ADR-204: MCP Unified Gateway — Single-Endpoint MCP Aggregator

Document: ADR-204-mcp-unified-gateway-single-endpoint
Version: 1.0.0
Purpose: Document architectural decision for unified MCP gateway aggregating 8 backend servers
Audience: Framework contributors, system architects
Date Created: 2026-02-05
Last Updated: 2026-02-15
Status: ACCEPTED
Task ID: J.4.11.4, H.12.3
Related ADRs: ADR-080, ADR-135, ADR-151, ADR-190, ADR-202, ADR-203
Related Documents:
  - tools/mcp-unified-gateway/server.py
  - tools/mcp-unified-gateway/CLAUDE.md

Context and Problem Statement

Background

CODITECT's MCP infrastructure grew to 8 independent servers providing 74+ tools:

Server	Tools	ADR
mcp-semantic-search	8	ADR-080
mcp-call-graph	7	ADR-202
mcp-impact-analysis	5	ADR-203
mcp-context-graph	16	ADR-151/154
mcp-cross-llm-bridge	17	ADR-190
mcp-skill-server	15	ADR-135
mcp-backup	5	ADR-184/185
mcp-git-status	5	ADR-205
Total	78

Each server requires its own entry in .mcp.json or ~/.claude/settings.json, creating configuration complexity and startup overhead.

Problem Statement

How do we simplify MCP configuration from 8 separate server entries to a single endpoint while maintaining modularity, performance, and backward compatibility?

Requirements

Must-Have:

Single MCP endpoint replacing 8 separate configurations
Backward-compatible tool names (no namespace prefixes)
Lazy loading — backends loaded only when their tools are first called
Dynamic routing — tool calls forwarded to correct backend

Should-Have:

CLI mode for diagnostics (list tools, show stats)
Error wrapping with backend context
Predefined tool fallbacks when dynamic loading fails

Nice-to-Have:

Backend health monitoring
Tool call analytics
Hot reload of backend modules

Decision Drivers

Configuration Complexity

C1: 8 MCP server entries in settings.json is unwieldy
C2: Each new MCP server adds another config entry
C3: Users must maintain correct paths for all 8 servers

Performance

P1: Loading all 8 backends at startup wastes memory
P2: Most sessions use only 2-3 backends
P3: Lazy loading keeps startup time under 1 second

Maintainability

M1: Individual servers remain independently testable
M2: New backends can be added without modifying existing code
M3: Backend failures should be isolated (one crash doesn't affect others)

Considered Options

Option A: Namespace-Based Aggregation

Description: Prefix tool names with backend name (e.g., call_graph.get_callers).

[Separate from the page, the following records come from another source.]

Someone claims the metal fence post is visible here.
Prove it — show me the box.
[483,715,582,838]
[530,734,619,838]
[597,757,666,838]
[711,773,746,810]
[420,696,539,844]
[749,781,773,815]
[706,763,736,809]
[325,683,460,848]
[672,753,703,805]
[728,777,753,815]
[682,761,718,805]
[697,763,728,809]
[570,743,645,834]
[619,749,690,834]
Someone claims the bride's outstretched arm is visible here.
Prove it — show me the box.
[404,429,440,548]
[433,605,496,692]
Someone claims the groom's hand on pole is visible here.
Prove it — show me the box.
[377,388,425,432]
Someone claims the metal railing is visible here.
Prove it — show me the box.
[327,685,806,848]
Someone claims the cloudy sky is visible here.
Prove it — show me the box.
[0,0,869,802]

Pros: Clear tool provenance, no name collisions Cons: Breaking change — all existing tool references must be updated

Rejected: Breaking backward compatibility is unacceptable.

Option B: Single Gateway with Lazy Loading (SELECTED)

Description: Single MCP server that routes tool calls to lazily-loaded backend modules using a tool→backend registry.

Pros:

Single configuration entry
Backward-compatible tool names
Lazy loading minimizes memory
Backend isolation via independent module loading

Cons:

Additional routing layer
Must maintain tool→backend mapping

Selected: Best balance of simplicity, performance, and compatibility.

Option C: Process-Level Multiplexer

Description: Spawn backend servers as child processes and proxy MCP messages.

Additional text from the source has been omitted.